あと、なにが成長期じゃ。年齢も嘘設定だし。
「そりゃ嬉しくないとは言わんが、そういうの落ち着かないから。普通に普段着で頼む。俺は着替えてくるから」
AI相手に馬鹿かと思うが、逃げるようにリビングを出た。
わざとゆっくり着替えて戻ると、心底ほっとしたことに、セアラはノースリーブのシャツとショートパンツに着替えていた。
よかったよかった。
「……ちなみにこっそり訊くけど、他のサイズは?」
「えー、やっぱり気になるんじゃないですかー。86、55、85です! 普通の女の子が聞いたら、絶対嘘サイズだって言われそうですね。きゃはっ」
「なにが『きゃはっ』だか。……あー、あの人もこれくらい話しやすいといいんだがな」
「……あの人って誰です?」
「うっ」
いきなり夕霧碧その人のダウナーな声そのものになり、俺はぞっとした。
そっと顔を上げたけど、もちろん円筒形のガラスケースの中には、セアラがいるだけだ。ただし、なんか睨んでいるように見えるが。

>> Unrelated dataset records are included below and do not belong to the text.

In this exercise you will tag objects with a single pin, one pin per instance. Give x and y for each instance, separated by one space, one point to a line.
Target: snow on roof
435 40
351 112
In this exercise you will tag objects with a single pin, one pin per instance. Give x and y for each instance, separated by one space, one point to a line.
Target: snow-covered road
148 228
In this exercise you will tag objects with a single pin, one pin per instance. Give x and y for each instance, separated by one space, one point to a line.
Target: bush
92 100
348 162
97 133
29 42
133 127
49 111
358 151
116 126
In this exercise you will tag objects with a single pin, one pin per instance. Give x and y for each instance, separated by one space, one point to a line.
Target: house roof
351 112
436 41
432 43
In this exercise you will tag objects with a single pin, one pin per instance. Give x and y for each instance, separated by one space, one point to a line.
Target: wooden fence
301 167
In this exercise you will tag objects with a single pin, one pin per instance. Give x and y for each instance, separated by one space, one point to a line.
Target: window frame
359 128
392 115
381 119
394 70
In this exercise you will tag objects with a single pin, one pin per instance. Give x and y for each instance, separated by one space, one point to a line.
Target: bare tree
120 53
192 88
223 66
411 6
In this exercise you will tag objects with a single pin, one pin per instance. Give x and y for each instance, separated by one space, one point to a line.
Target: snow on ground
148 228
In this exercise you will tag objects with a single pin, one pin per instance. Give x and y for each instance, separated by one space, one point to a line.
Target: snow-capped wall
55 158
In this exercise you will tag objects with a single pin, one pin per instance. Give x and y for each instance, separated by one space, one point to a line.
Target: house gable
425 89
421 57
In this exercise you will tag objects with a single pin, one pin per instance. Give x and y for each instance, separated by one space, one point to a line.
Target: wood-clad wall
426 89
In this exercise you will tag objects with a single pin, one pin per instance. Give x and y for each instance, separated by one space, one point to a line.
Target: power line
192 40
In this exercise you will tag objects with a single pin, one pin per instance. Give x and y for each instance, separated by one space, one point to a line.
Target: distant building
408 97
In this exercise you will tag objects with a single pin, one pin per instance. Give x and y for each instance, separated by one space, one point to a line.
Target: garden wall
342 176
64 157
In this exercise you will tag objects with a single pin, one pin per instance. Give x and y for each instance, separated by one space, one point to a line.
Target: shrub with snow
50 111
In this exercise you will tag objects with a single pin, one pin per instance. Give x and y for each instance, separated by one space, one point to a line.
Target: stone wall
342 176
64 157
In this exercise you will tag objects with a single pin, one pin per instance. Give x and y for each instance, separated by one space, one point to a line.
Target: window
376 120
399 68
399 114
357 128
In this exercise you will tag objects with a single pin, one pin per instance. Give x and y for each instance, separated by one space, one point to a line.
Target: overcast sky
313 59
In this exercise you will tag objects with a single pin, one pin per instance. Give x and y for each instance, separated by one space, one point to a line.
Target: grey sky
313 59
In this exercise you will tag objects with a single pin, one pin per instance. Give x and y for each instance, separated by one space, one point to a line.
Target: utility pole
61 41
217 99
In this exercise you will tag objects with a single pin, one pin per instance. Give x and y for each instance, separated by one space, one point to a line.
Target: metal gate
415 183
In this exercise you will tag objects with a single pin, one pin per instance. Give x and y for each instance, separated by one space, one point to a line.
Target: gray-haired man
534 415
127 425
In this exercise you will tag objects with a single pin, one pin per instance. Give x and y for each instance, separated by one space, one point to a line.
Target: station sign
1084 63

「俺の後ろに座るクラスメイトだよ。そういやおまえ、よくクラスメイトのこと訊くけど」
「わあ、後ろに座る人ですか……せ、誠司さん、実はちょ……ちょっと気になったりします?」
いきなり声の調子が戻った。
「なんでそこで妙に口ごもるんだ、おまえ」
俺は眉をひそめた。
なんだかこいつ、本当にAIかと思うような反応見せるよな。
「いいから、教えてくださいよー。ねえねえねえっ」
ガラスケースを小さな拳で叩いて、「教えろアピール」などする。ホログラフとはいえ、可愛くてたまらん。
当たってよかったなあと思う瞬間である。
「うちのクラスの男子は、みんな気になってんじゃない?」
とりあえず、生意気な中坊妹に教えたのと、同じ返事をしてやった。
「ただ……あの麗人には、ちょっと気になる部分もあるけどな」
呟いた後で、返事がないので見ると、なぜかセアラはケースの中で固まっていた。ガラスケースを叩く途中のまま。
「おい、聞いてる? フリーズすんな」
「き、聞いてますとも。なにが気になるんです?」
「それは――」
言いかけて俺は首を振った。
「いや、なんでもない。AI相手とはいえ、悪口に聞こえるかもしれないしな」
あまり話したこともないけど、少なくとも今日の夕霧は俺に優しかった。
お陰で自制心が働き、俺は話題を打ち切った。
セアラは不満そうだったけど、やっぱ陰口みたいなもんだしな。